A few years back I managed to buy a cheap digital voltmeter that was actually wrong. As in: consistently off by 20% or more when measuring voltages in the range of volts. (!)
Ever since I've been trying to figure out how much to spend to get a voltmeter that is guaranteed not to suck. I figure it probably still needn't be very much, but I still haven't chosen one, because I've managed to spook myself. I tell you, on the day after you catch your test equipment giving you egregiously bogus misreadings it is hard to resist the impulse to spend the money on a Fluke or Textronix.
I bought a $50 microcontroller based DMM (much better than "dumb" dmms) from circuit specialists forever ago here:
http://circuitspecialists.com/prod.itml/icOid/9455
It works really good. Comparable to fluke handhelds but not in the same league as the fluke 4/5 digit bench DMMs.
Keithley stuff is great too, more science based though.

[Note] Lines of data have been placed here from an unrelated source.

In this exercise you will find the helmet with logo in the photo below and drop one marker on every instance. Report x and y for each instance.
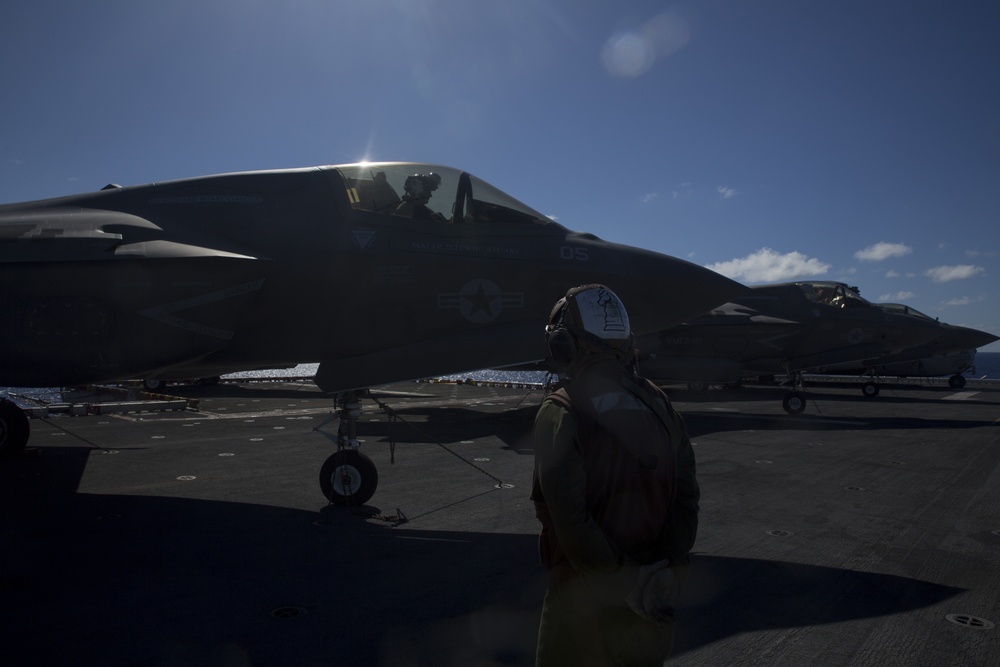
(588, 320)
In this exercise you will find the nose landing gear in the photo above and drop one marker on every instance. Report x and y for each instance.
(348, 477)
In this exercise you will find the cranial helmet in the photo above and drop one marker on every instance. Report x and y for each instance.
(590, 319)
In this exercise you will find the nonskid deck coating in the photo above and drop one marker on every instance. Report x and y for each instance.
(862, 532)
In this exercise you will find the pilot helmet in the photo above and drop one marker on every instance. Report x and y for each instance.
(589, 319)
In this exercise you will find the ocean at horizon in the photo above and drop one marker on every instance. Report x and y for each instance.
(987, 366)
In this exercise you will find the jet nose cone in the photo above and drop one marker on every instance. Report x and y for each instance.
(660, 291)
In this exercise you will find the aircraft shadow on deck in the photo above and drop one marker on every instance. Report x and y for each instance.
(704, 423)
(132, 579)
(449, 424)
(727, 596)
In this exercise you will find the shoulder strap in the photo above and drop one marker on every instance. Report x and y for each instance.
(668, 416)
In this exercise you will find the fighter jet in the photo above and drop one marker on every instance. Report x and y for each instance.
(784, 328)
(378, 271)
(951, 352)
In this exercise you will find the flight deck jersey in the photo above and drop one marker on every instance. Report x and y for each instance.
(614, 479)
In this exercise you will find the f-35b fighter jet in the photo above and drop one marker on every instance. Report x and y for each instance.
(379, 272)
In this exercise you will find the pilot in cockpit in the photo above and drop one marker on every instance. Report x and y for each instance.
(417, 192)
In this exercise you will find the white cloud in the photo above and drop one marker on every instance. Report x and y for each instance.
(896, 297)
(971, 254)
(882, 250)
(631, 53)
(766, 265)
(943, 274)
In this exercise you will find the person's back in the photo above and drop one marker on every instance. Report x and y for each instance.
(615, 491)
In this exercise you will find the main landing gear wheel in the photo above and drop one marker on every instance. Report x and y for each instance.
(14, 429)
(348, 478)
(794, 402)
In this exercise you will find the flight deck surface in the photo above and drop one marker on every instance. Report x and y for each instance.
(865, 531)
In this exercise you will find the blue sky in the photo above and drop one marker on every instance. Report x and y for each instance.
(770, 140)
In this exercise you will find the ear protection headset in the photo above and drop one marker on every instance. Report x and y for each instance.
(565, 347)
(561, 343)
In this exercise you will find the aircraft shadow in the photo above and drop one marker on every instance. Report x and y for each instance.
(447, 424)
(727, 596)
(704, 423)
(151, 580)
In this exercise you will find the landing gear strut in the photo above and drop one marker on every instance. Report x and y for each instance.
(14, 429)
(794, 401)
(348, 477)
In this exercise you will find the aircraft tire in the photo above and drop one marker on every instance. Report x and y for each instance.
(348, 477)
(794, 402)
(14, 429)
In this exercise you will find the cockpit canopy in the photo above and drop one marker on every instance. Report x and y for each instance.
(433, 193)
(834, 294)
(905, 310)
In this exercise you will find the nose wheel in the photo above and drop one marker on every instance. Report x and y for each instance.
(794, 401)
(348, 477)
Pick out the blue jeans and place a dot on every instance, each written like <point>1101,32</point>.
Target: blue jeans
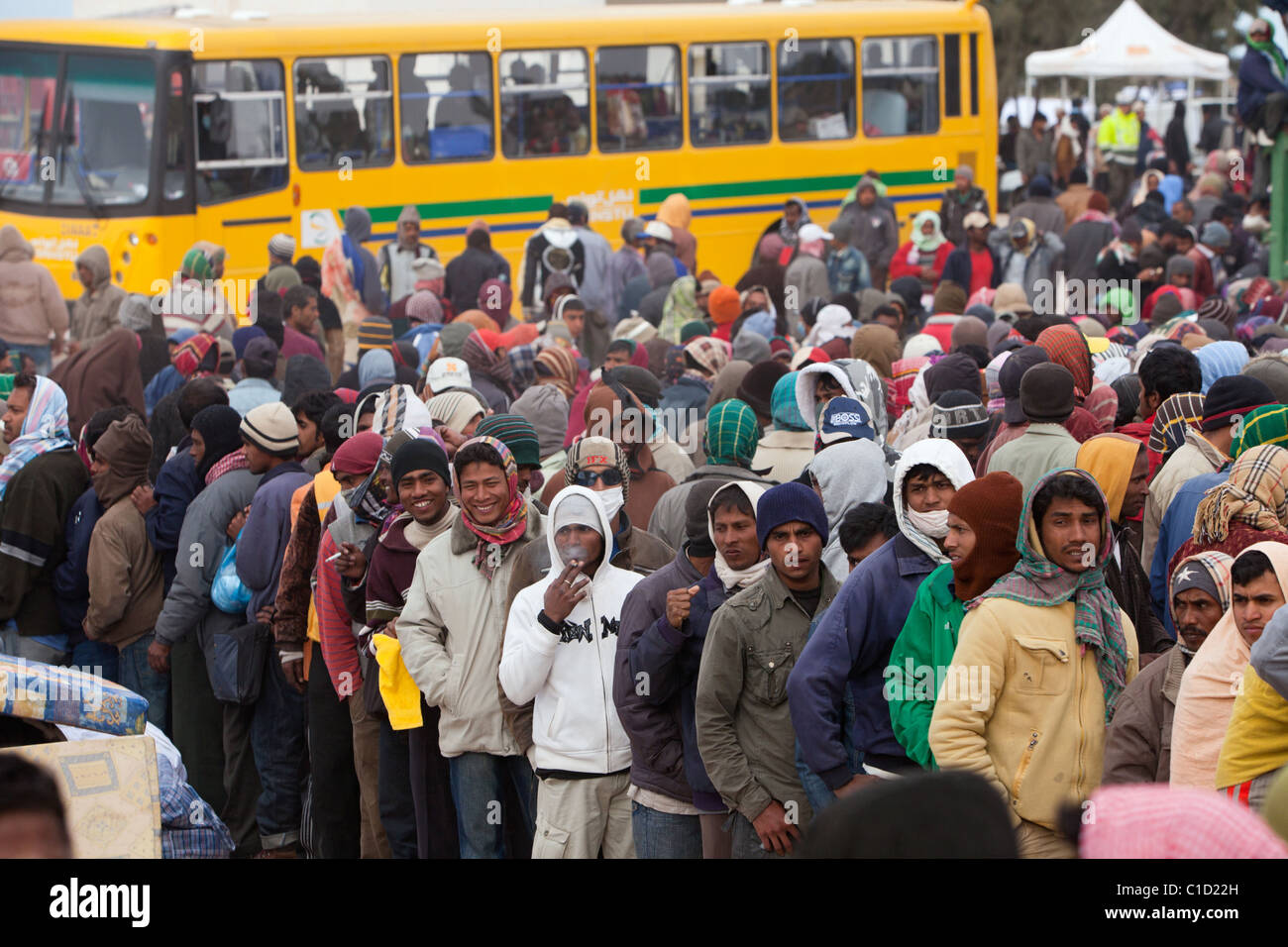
<point>665,835</point>
<point>103,660</point>
<point>746,840</point>
<point>277,741</point>
<point>815,789</point>
<point>478,781</point>
<point>137,676</point>
<point>39,355</point>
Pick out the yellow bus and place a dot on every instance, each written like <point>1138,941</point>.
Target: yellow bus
<point>146,136</point>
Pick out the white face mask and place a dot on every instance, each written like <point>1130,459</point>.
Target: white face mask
<point>934,523</point>
<point>612,500</point>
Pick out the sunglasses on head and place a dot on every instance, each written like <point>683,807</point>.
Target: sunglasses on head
<point>588,478</point>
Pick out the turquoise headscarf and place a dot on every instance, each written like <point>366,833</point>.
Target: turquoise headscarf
<point>784,405</point>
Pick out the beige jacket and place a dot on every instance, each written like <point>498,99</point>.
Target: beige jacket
<point>125,583</point>
<point>1031,718</point>
<point>31,307</point>
<point>451,633</point>
<point>781,455</point>
<point>1194,458</point>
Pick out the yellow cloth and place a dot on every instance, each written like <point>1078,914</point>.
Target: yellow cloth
<point>1206,698</point>
<point>1256,741</point>
<point>397,688</point>
<point>325,486</point>
<point>1109,458</point>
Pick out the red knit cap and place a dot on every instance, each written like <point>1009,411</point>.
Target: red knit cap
<point>724,304</point>
<point>992,506</point>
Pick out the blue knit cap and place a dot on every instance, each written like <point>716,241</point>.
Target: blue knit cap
<point>1220,360</point>
<point>790,502</point>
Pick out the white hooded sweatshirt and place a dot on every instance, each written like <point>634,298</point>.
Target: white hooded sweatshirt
<point>570,676</point>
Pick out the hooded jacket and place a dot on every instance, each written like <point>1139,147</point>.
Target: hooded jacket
<point>570,676</point>
<point>103,376</point>
<point>859,380</point>
<point>31,305</point>
<point>876,235</point>
<point>125,583</point>
<point>851,644</point>
<point>451,633</point>
<point>1209,689</point>
<point>742,711</point>
<point>187,605</point>
<point>848,474</point>
<point>94,313</point>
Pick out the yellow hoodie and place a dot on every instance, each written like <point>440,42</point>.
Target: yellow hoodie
<point>1035,724</point>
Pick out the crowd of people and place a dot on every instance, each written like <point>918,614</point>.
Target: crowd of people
<point>872,549</point>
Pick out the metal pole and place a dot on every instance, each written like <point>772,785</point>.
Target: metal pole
<point>1278,211</point>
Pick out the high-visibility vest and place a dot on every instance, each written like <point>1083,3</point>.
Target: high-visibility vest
<point>1120,134</point>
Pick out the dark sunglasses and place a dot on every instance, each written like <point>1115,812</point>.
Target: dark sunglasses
<point>588,478</point>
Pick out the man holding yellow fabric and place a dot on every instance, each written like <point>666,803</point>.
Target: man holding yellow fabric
<point>408,753</point>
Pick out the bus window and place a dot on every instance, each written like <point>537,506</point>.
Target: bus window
<point>728,93</point>
<point>901,85</point>
<point>104,142</point>
<point>638,98</point>
<point>240,118</point>
<point>446,105</point>
<point>174,169</point>
<point>27,85</point>
<point>815,90</point>
<point>343,112</point>
<point>545,102</point>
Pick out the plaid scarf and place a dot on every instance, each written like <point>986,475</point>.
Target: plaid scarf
<point>709,354</point>
<point>511,525</point>
<point>1171,420</point>
<point>236,460</point>
<point>561,367</point>
<point>1039,582</point>
<point>1254,495</point>
<point>44,428</point>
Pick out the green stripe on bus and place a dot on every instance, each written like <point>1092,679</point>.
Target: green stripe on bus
<point>484,208</point>
<point>786,185</point>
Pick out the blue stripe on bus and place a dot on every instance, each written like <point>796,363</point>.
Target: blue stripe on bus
<point>696,211</point>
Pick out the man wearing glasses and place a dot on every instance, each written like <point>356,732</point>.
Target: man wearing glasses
<point>599,466</point>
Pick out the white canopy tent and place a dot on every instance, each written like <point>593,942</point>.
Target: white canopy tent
<point>1128,44</point>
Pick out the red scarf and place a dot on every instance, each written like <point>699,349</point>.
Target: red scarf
<point>510,527</point>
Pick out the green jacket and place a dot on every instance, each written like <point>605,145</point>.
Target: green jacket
<point>918,663</point>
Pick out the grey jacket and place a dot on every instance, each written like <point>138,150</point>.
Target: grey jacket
<point>1138,742</point>
<point>876,235</point>
<point>202,541</point>
<point>668,519</point>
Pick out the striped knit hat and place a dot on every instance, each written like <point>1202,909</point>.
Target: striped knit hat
<point>271,428</point>
<point>732,433</point>
<point>515,433</point>
<point>375,333</point>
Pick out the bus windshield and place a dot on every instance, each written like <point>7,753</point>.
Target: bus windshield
<point>86,144</point>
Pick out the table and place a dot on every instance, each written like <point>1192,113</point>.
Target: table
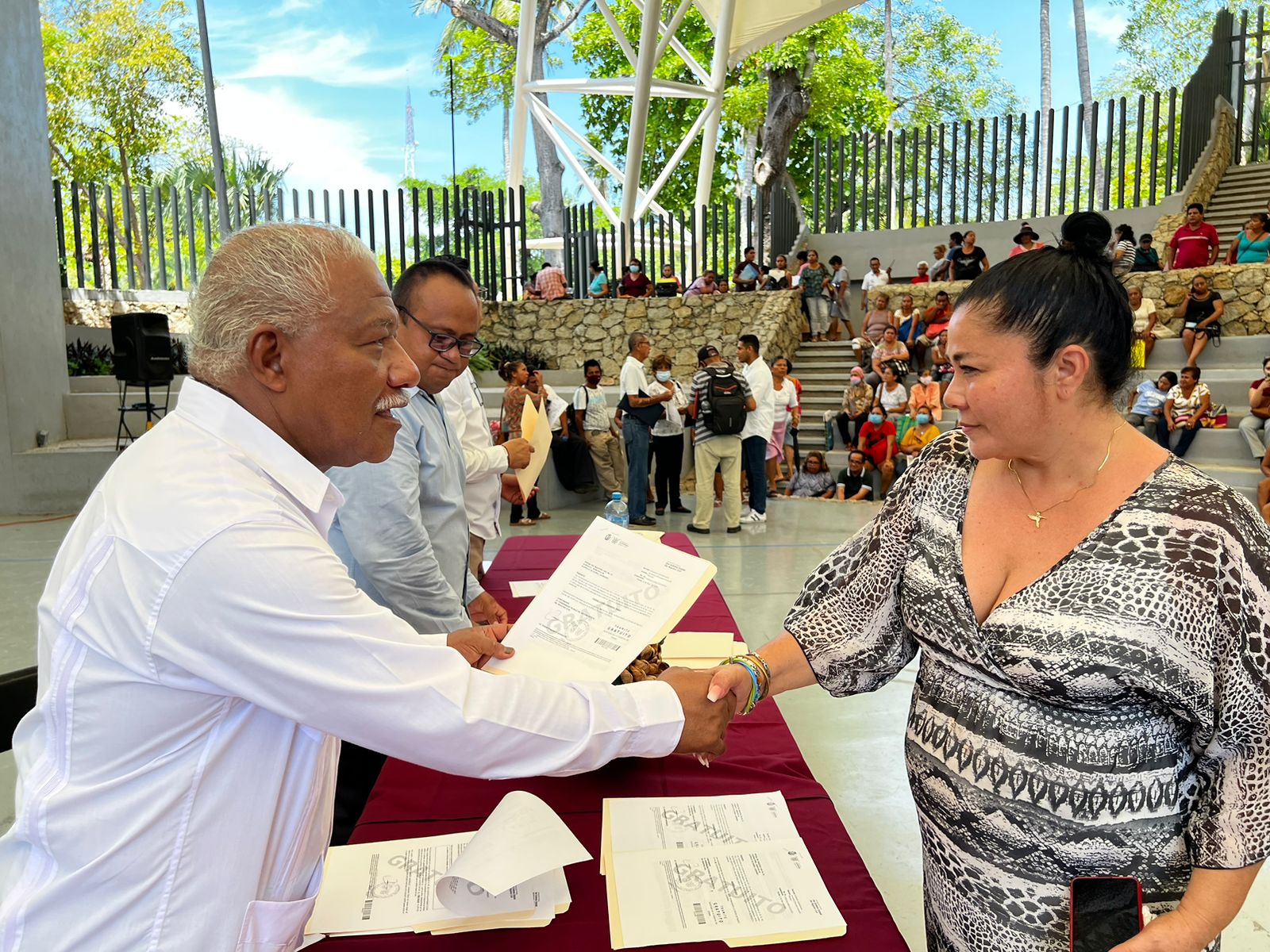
<point>762,755</point>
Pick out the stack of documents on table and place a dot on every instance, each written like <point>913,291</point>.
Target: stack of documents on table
<point>700,649</point>
<point>507,875</point>
<point>704,869</point>
<point>614,594</point>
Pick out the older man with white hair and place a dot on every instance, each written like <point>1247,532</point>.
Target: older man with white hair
<point>202,647</point>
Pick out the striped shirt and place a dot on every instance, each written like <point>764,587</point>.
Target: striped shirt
<point>700,399</point>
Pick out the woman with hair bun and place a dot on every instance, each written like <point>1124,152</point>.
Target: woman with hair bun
<point>521,386</point>
<point>1092,617</point>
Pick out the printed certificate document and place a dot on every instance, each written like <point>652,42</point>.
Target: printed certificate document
<point>742,892</point>
<point>700,649</point>
<point>510,873</point>
<point>537,429</point>
<point>614,594</point>
<point>635,824</point>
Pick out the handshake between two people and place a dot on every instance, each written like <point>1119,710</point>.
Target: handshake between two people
<point>709,698</point>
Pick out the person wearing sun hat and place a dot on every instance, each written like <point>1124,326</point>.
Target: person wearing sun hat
<point>1026,240</point>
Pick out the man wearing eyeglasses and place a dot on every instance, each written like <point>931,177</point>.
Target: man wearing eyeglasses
<point>403,530</point>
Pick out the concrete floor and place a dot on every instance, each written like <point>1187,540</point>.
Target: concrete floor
<point>854,746</point>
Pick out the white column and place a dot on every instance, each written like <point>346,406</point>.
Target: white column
<point>520,95</point>
<point>648,36</point>
<point>710,135</point>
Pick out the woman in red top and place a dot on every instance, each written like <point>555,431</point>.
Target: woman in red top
<point>878,443</point>
<point>635,282</point>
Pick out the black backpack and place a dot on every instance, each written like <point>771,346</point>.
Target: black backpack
<point>727,414</point>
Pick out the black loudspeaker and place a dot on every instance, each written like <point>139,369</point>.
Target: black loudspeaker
<point>143,348</point>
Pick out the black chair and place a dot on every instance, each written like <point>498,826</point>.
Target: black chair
<point>143,359</point>
<point>17,697</point>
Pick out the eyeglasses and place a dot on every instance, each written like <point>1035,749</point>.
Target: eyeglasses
<point>441,343</point>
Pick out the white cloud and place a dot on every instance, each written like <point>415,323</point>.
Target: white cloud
<point>291,6</point>
<point>330,59</point>
<point>1104,22</point>
<point>321,152</point>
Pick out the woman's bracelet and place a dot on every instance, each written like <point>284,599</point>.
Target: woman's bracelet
<point>760,678</point>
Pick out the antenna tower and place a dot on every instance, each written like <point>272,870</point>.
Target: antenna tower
<point>410,145</point>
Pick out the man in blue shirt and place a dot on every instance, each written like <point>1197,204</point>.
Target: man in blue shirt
<point>403,528</point>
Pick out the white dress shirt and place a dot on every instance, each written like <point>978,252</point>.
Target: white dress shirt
<point>556,406</point>
<point>760,423</point>
<point>486,463</point>
<point>632,381</point>
<point>201,647</point>
<point>671,424</point>
<point>874,281</point>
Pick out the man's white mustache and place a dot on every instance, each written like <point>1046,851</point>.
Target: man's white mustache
<point>393,401</point>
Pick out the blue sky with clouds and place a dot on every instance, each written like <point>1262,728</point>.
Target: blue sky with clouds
<point>321,84</point>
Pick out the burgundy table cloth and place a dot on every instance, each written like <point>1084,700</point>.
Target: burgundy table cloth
<point>413,801</point>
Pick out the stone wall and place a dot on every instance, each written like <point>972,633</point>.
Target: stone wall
<point>1244,287</point>
<point>89,308</point>
<point>567,333</point>
<point>564,333</point>
<point>1208,171</point>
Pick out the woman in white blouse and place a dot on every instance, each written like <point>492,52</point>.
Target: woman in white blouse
<point>1185,406</point>
<point>892,393</point>
<point>787,416</point>
<point>1146,323</point>
<point>668,437</point>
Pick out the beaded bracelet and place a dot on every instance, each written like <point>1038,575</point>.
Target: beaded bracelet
<point>764,672</point>
<point>768,670</point>
<point>756,692</point>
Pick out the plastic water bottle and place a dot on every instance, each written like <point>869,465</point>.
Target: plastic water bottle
<point>616,512</point>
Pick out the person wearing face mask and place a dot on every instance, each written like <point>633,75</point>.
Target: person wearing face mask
<point>856,400</point>
<point>926,393</point>
<point>746,276</point>
<point>1090,619</point>
<point>668,285</point>
<point>814,480</point>
<point>635,282</point>
<point>878,443</point>
<point>854,484</point>
<point>778,276</point>
<point>668,437</point>
<point>920,435</point>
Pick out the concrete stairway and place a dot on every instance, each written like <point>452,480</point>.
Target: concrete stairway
<point>825,368</point>
<point>1244,190</point>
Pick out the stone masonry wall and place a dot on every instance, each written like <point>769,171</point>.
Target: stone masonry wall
<point>93,309</point>
<point>1206,175</point>
<point>1244,287</point>
<point>567,333</point>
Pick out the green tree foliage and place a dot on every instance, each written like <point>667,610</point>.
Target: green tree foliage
<point>943,71</point>
<point>1164,44</point>
<point>114,70</point>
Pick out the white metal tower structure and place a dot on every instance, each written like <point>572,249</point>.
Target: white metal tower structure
<point>741,27</point>
<point>410,145</point>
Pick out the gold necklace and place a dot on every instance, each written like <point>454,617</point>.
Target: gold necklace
<point>1041,513</point>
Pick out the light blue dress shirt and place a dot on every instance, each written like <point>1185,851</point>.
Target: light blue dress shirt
<point>403,528</point>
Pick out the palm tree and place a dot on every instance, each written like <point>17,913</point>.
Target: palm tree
<point>1083,67</point>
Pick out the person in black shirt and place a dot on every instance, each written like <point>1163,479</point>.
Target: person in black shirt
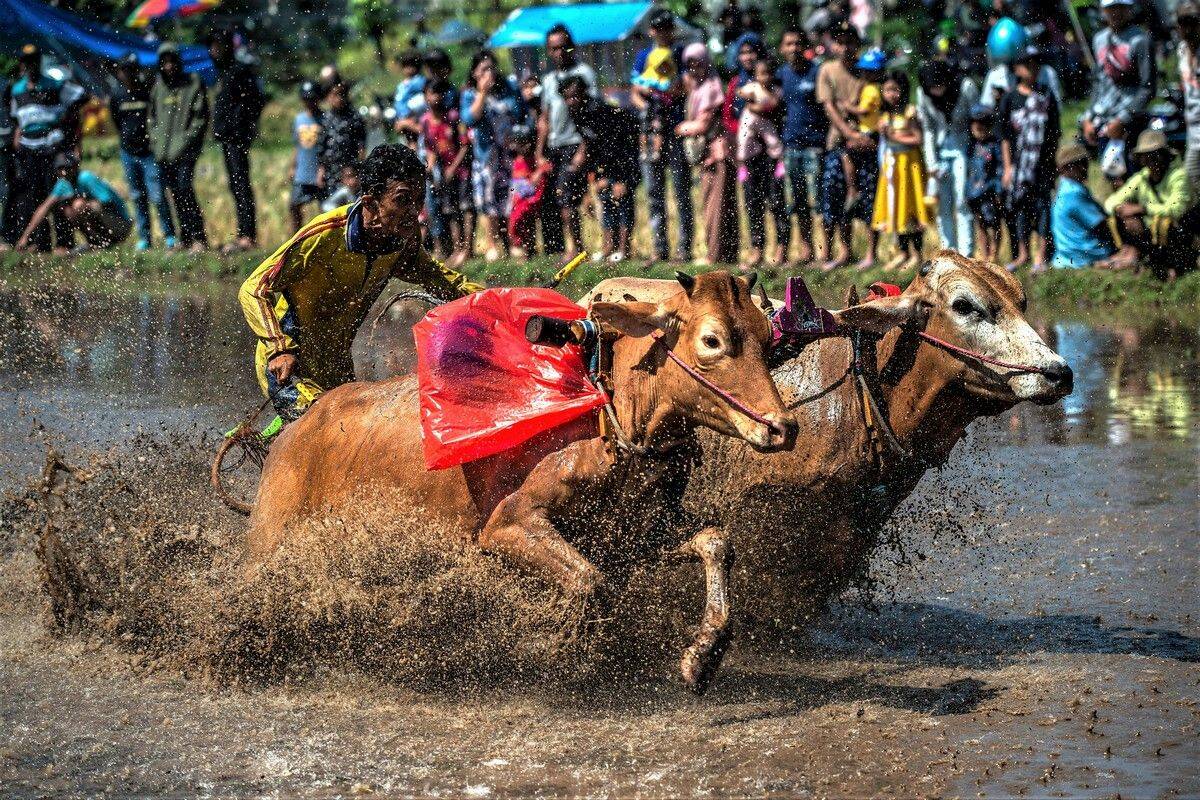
<point>130,108</point>
<point>611,152</point>
<point>6,127</point>
<point>237,104</point>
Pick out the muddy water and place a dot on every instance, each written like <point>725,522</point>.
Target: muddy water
<point>1038,635</point>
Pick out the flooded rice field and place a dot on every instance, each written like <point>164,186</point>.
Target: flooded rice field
<point>1037,633</point>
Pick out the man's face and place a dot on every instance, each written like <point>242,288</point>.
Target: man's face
<point>747,58</point>
<point>573,98</point>
<point>1189,29</point>
<point>846,49</point>
<point>1157,163</point>
<point>219,50</point>
<point>790,47</point>
<point>558,49</point>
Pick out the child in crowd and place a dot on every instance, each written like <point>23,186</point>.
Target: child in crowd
<point>528,182</point>
<point>348,191</point>
<point>445,148</point>
<point>1030,133</point>
<point>983,192</point>
<point>343,136</point>
<point>867,110</point>
<point>1081,232</point>
<point>409,98</point>
<point>305,164</point>
<point>759,124</point>
<point>655,76</point>
<point>900,196</point>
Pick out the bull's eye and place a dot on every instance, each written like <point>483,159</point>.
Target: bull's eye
<point>964,307</point>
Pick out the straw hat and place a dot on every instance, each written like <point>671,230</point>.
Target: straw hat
<point>1069,154</point>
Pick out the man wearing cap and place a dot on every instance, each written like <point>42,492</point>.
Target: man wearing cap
<point>46,110</point>
<point>1081,233</point>
<point>130,108</point>
<point>238,101</point>
<point>657,92</point>
<point>1155,211</point>
<point>1123,80</point>
<point>558,145</point>
<point>85,203</point>
<point>838,88</point>
<point>179,118</point>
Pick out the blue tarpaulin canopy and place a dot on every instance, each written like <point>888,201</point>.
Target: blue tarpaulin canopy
<point>589,23</point>
<point>75,38</point>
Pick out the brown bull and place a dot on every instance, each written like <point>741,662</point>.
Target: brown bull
<point>561,504</point>
<point>807,521</point>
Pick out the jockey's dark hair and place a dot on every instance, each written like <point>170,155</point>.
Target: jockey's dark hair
<point>575,80</point>
<point>390,163</point>
<point>409,59</point>
<point>559,28</point>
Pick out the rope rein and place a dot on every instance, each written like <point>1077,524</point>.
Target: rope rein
<point>979,356</point>
<point>726,397</point>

I've used everything from their picoammeters to their general purpose DMMs.
Apart from the accuracy, build quality, etc. one of the reasons I bought my Fluke DMM is that I was working with some high power circuits (like 600VDC at 60+ amps) and I trust the Fluke more than a random cheap meter not to blow up. There's a reason the fuses for a good multimeter cost more than the average discount instrument.
Some of the old tektronix wiring really is a thing of beauty. The tektronix 360 modules are so lovely.